Leroy is the last place to buy this & your local building merchant will stock all you need.
The uprights will need to be concreted in the ground, or into the block wall if there.
As Snickpoh has said get a local to quote (builders yard will know who) for job done as it will need two guys to erect correctly & with the right tools.


----------



## xicoalc (Apr 20, 2010)

Worth saying that it's a good idea to fix the bottom of chain link fences… dogs can sometimes get their noses under, then push their head and before you knwo it they are out - with enough force its quite stretchy. 

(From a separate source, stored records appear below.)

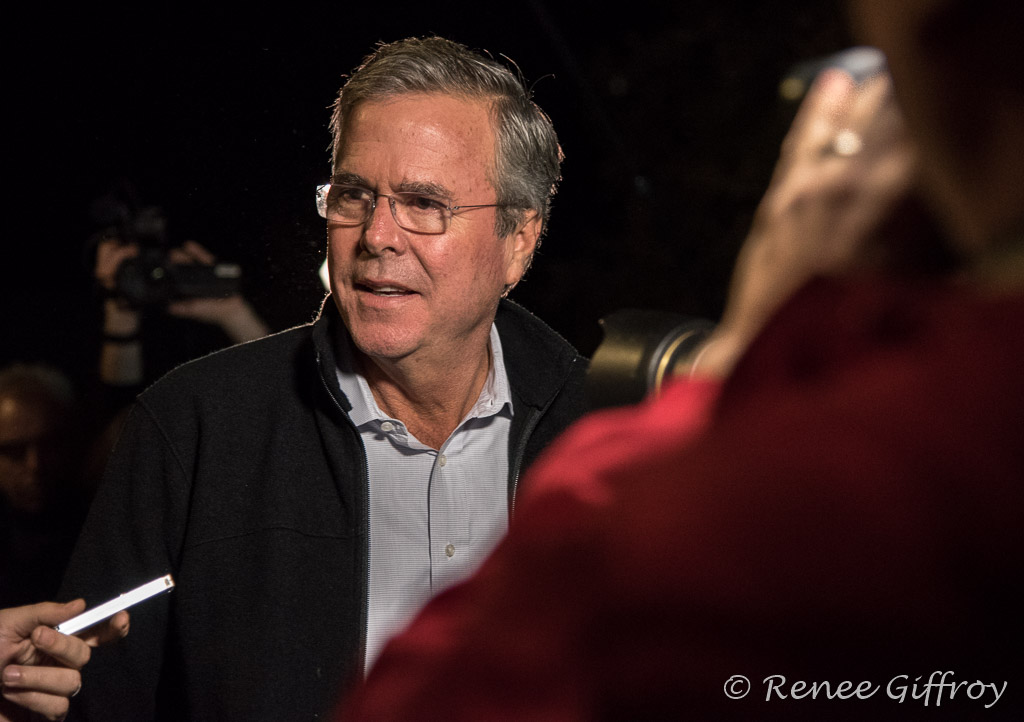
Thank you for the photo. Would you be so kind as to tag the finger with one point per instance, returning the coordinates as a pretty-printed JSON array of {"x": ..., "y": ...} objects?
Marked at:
[
  {"x": 62, "y": 648},
  {"x": 49, "y": 680},
  {"x": 109, "y": 631},
  {"x": 821, "y": 114},
  {"x": 51, "y": 707}
]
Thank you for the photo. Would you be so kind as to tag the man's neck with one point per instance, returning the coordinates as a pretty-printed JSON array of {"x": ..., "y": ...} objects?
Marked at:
[{"x": 430, "y": 399}]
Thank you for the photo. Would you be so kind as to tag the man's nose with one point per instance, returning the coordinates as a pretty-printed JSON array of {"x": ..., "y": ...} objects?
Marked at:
[{"x": 381, "y": 230}]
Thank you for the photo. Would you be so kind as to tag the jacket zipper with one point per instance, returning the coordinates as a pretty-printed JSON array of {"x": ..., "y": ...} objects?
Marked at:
[{"x": 366, "y": 520}]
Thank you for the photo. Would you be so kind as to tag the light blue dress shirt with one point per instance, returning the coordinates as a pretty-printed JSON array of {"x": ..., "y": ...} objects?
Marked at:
[{"x": 434, "y": 515}]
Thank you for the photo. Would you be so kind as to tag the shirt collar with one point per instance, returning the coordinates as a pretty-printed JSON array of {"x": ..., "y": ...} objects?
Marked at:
[{"x": 495, "y": 396}]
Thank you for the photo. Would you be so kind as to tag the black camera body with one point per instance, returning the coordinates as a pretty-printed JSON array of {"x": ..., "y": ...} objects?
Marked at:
[{"x": 151, "y": 278}]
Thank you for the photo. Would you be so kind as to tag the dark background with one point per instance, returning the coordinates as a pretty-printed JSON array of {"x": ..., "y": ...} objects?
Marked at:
[{"x": 668, "y": 114}]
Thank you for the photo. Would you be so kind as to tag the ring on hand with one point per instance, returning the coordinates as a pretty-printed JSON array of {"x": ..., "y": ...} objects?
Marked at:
[{"x": 847, "y": 142}]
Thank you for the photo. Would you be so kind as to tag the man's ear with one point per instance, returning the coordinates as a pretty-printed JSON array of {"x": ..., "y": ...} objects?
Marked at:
[{"x": 522, "y": 244}]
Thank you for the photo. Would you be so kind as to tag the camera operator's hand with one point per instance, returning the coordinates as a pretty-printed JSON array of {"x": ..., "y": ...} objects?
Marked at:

Make sure yoru poles are well concreted in… i would advise breeze blocks as a base all the way along and then cement the bottom of the fence all the way along to the breeze blocks! Then is nice and safe - keeps yours in and others out!


----------



## Pesky Wesky (May 10, 2009)

steve_in_spain said:


> Worth saying that it's a good idea to fix the bottom of chain link fences… dogs can sometimes get their noses under, then push their head and before you knwo it they are out - with enough force its quite stretchy.
> 
> Make sure yoru poles are well concreted in… i would advise breeze blocks as a base all the way along and then cement the bottom of the fence all the way along to the breeze blocks! Then is nice and safe - keeps yours in and others out!


Yes, a client of mine who has just suffered a break in was talking to somebody about fencing today. What he thought looked strong, the other guy said could be broken into using a jack around the bottom of the fence. And dogs will be dogs so if they can push their snout then get out they will.


----------



## Monkey Hangers (Jan 8, 2009)

Thank you all for your help, looks like it's going to be a bigger job than first anticipated. As we are renting, the owners have said it has to be put back as is when we leave, which makes concreting a little tricky. Hmmmm....will have to drop into a builders yard, see what we can do.


----------



## VFR (Dec 23, 2009)

Monkey Hangers said:


> Thank you all for your help, looks like it's going to be a bigger job than first anticipated. As we are renting, the owners have said it has to be put back as is when we leave, which makes concreting a little tricky. Hmmmm....will have to drop into a builders yard, see what we can do.


Easy enough.
I will assume that its an earth (ish) base.
Concrete the posts in, but leaving the concrete a few inches below the earth level.
This will involve having the same depth trench so the bottom of the wire can be buried to give added hold.
When you need to exit the place cut the tubes off neat using an angle grinder, cover back up to earth level, with earth, all neat and tidy.


----------